TL;DR
is applied when building the forward graph, not when
backward () is executed. --However, since the movement is not very intuitive, it is better not to change ʻenable_backprop
many times in the graph.train
does not include ʻenable_backprop in
chainer.configuration. --The standard library
chainer.extensions.Evaluatorwill set these appropriately so you can rest assured. --When writing something like your own
chainer.extensions.Evaluator, change both
configurations`At last I tried to raise Chainer and Oreore helper library to v2 with a heavy waist, but I also noted that the behavior of ʻenable_backprop` became noticeable. In particular, consider the following questions.
changes in the middle of the graph?

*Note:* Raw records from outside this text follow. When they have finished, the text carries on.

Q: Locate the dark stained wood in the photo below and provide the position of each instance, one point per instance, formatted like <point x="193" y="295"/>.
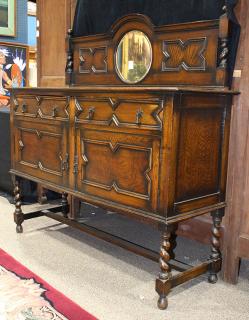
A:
<point x="153" y="152"/>
<point x="236" y="235"/>
<point x="181" y="50"/>
<point x="51" y="48"/>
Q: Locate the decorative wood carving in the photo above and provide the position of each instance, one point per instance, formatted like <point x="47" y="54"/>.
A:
<point x="187" y="55"/>
<point x="163" y="281"/>
<point x="43" y="107"/>
<point x="93" y="60"/>
<point x="176" y="50"/>
<point x="18" y="214"/>
<point x="120" y="112"/>
<point x="113" y="158"/>
<point x="38" y="149"/>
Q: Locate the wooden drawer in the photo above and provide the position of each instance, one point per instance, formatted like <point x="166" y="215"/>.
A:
<point x="41" y="150"/>
<point x="45" y="107"/>
<point x="119" y="167"/>
<point x="146" y="114"/>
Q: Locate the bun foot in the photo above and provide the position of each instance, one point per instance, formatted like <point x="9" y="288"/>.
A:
<point x="19" y="229"/>
<point x="162" y="303"/>
<point x="212" y="278"/>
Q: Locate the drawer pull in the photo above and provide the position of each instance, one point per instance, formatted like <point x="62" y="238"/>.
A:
<point x="91" y="111"/>
<point x="24" y="108"/>
<point x="139" y="116"/>
<point x="54" y="112"/>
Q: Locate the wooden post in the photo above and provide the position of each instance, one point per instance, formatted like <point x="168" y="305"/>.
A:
<point x="236" y="238"/>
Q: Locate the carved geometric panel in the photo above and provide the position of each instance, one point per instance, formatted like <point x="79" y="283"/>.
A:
<point x="40" y="150"/>
<point x="122" y="167"/>
<point x="93" y="60"/>
<point x="120" y="112"/>
<point x="55" y="108"/>
<point x="187" y="55"/>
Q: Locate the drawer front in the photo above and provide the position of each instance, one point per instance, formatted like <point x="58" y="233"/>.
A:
<point x="145" y="114"/>
<point x="119" y="167"/>
<point x="41" y="150"/>
<point x="43" y="107"/>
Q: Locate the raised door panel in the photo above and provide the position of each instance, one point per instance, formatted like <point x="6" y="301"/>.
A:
<point x="119" y="167"/>
<point x="41" y="150"/>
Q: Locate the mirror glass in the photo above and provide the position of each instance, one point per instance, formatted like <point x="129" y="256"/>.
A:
<point x="133" y="56"/>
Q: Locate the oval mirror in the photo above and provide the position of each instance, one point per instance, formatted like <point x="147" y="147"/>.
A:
<point x="133" y="56"/>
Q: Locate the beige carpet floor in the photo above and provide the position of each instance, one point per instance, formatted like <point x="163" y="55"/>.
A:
<point x="112" y="283"/>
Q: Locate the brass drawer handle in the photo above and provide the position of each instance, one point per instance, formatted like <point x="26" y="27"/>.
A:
<point x="90" y="115"/>
<point x="54" y="112"/>
<point x="139" y="116"/>
<point x="24" y="108"/>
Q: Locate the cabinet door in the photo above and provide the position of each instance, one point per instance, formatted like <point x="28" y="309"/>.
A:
<point x="119" y="167"/>
<point x="41" y="150"/>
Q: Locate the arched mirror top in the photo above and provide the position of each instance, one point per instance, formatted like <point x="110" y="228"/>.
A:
<point x="133" y="57"/>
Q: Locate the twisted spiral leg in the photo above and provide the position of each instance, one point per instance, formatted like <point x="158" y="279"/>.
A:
<point x="65" y="205"/>
<point x="18" y="214"/>
<point x="163" y="281"/>
<point x="215" y="249"/>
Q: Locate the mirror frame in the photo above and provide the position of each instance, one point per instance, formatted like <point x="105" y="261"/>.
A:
<point x="116" y="58"/>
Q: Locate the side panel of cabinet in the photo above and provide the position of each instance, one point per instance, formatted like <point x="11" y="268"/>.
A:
<point x="120" y="167"/>
<point x="202" y="150"/>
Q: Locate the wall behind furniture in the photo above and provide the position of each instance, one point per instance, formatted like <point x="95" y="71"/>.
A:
<point x="21" y="24"/>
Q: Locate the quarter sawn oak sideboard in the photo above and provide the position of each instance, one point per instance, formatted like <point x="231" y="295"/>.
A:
<point x="143" y="133"/>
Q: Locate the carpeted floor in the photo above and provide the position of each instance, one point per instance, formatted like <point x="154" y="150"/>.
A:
<point x="111" y="283"/>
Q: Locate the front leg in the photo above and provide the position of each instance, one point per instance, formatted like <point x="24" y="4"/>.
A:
<point x="163" y="282"/>
<point x="65" y="204"/>
<point x="215" y="266"/>
<point x="18" y="214"/>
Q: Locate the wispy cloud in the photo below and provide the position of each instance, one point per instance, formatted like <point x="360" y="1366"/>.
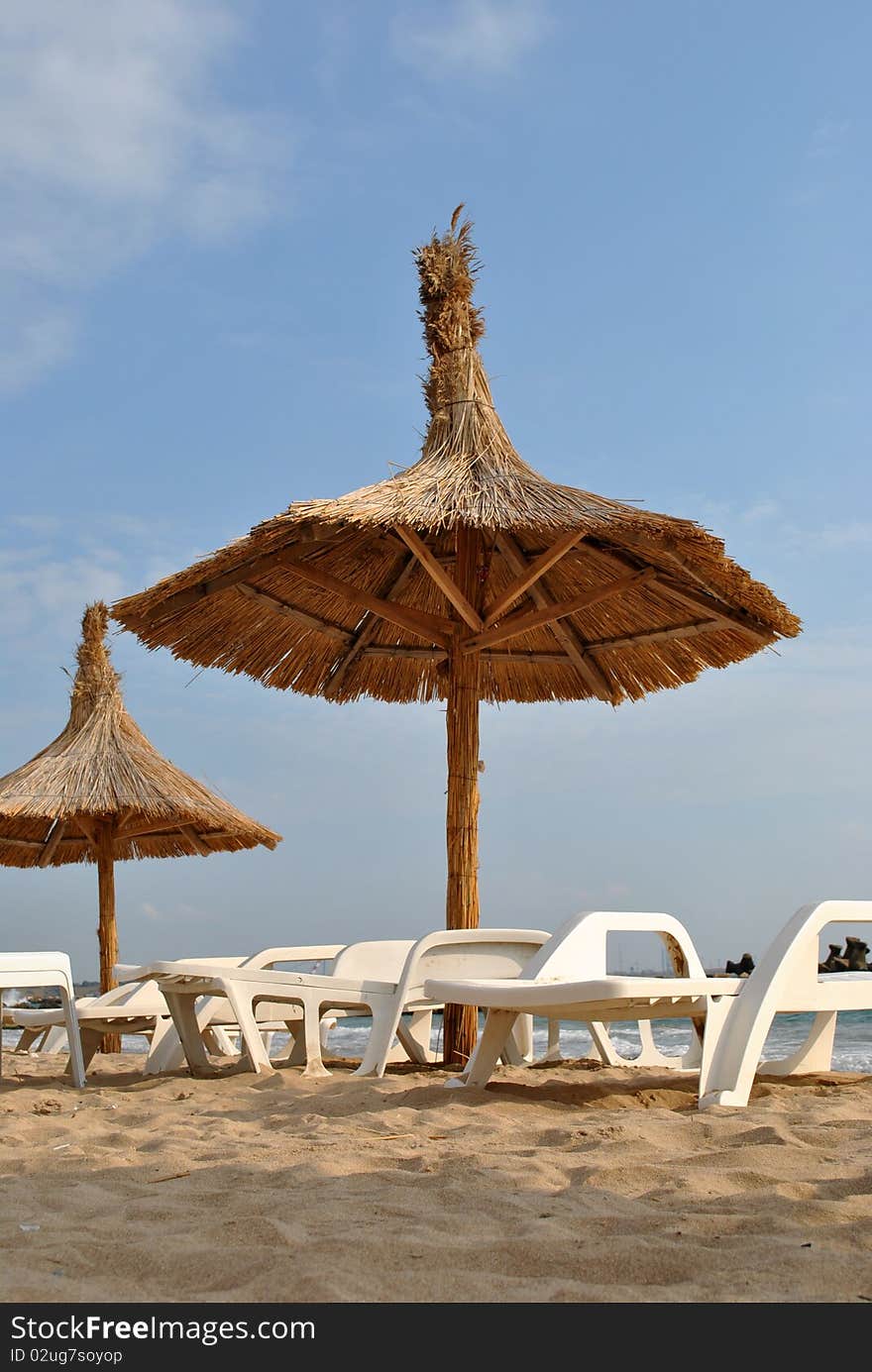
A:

Is it possible to do something like
.unchain_backward ()`?train
is set to False, will ʻenable_backprop` also be automatically set to False?chainer.extensions.Evaluator
?By the way, this post is as of v2.0.0.
In the implementation using contextmanager, I am very curious about what happens if ʻenable_backpropchanges in the middle of the graph. If
no_backprop_mode has an effect when
backward ()is executed, and
no_backprop_mode is used at the time of forward calculation, but the backward calculation is forgotten to be enclosed in
no_backprop_mode`, so the accuracy is abnormally good. I'm in trouble [^ 1].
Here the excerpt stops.